The FBI in that case cited the All Writs Act as giving it the authority to force Apple to provide “reasonable assistance” to carry out its warrant and unlock the phone. The new draft bill would take the law a step further. “Feinstein-Burr decryption doesn’t require only reasonable assistance: It’s ‘assistance as is necessary’ to decrypt,” tweeted Orin Kerr, a law professor at George Washington University specializing in computer crime.
Providers of all communications “products,” including pretty much any smartphone provider, would also be responsible for third-party applications that provide encryption services on their behalf.
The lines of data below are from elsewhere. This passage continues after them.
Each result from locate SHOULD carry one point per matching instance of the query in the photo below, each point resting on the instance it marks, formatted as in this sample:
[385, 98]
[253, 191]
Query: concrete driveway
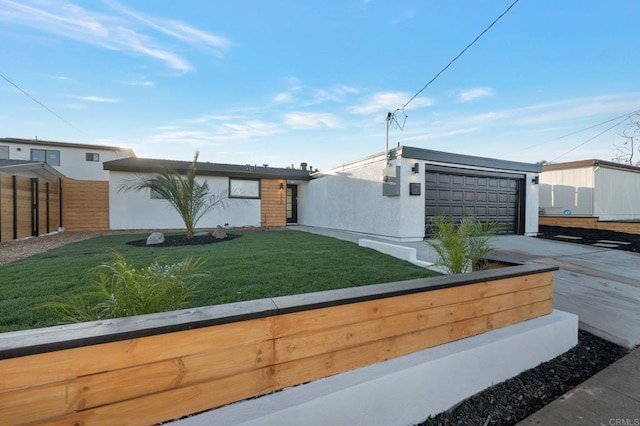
[600, 285]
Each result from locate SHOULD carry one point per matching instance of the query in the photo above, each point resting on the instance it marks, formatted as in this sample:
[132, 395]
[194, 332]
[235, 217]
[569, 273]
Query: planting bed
[513, 400]
[181, 240]
[629, 242]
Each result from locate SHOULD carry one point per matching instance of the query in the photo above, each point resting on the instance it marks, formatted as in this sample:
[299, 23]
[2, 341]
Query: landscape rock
[155, 238]
[220, 233]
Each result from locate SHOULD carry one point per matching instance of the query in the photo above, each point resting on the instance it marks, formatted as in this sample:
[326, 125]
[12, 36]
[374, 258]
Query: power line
[626, 116]
[590, 139]
[457, 56]
[37, 101]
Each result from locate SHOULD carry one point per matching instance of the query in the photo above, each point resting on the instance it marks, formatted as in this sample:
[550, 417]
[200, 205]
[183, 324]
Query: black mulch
[590, 236]
[513, 400]
[181, 240]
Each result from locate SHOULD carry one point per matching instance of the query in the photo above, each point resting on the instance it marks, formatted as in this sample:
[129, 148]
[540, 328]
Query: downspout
[593, 198]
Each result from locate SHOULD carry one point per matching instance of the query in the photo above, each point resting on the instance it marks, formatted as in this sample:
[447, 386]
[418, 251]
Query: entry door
[292, 204]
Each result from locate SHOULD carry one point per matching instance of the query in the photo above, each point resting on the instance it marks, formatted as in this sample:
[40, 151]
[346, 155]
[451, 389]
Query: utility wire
[590, 139]
[626, 116]
[458, 56]
[37, 101]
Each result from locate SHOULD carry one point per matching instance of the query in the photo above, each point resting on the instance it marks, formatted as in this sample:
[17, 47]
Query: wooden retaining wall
[149, 369]
[28, 206]
[273, 203]
[590, 223]
[85, 205]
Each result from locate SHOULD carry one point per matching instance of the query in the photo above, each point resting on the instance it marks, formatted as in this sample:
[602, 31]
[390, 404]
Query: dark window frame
[92, 156]
[48, 153]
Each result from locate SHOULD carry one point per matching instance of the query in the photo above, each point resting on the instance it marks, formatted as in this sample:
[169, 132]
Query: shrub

“Not only does this bill undermine our security, it is also a massive internet censorship bill, demanding that online platforms like Apple’s App Store and the Google Play Store police their platforms to stop the distribution of secure apps,” wrote Kevin Bankston, director of the Open Technology Institute, in a message to The Intercept. Computer scientist Jonathan Mayer wrote about the dangers of requiring Google to comply, noting that it would be “deeply incompatible with modern software platforms.” And for apps not relying on Google’s native Android, “The jurisdictional obstacles to regulation are insurmountable,” he continued.
The bill attempts to reassure companies that they will not have to redesign their products, “but to comply, Apple would need to do exactly that,” wrote Jonathan Zdziarski, a security researcher and iOS expert, in a tweet.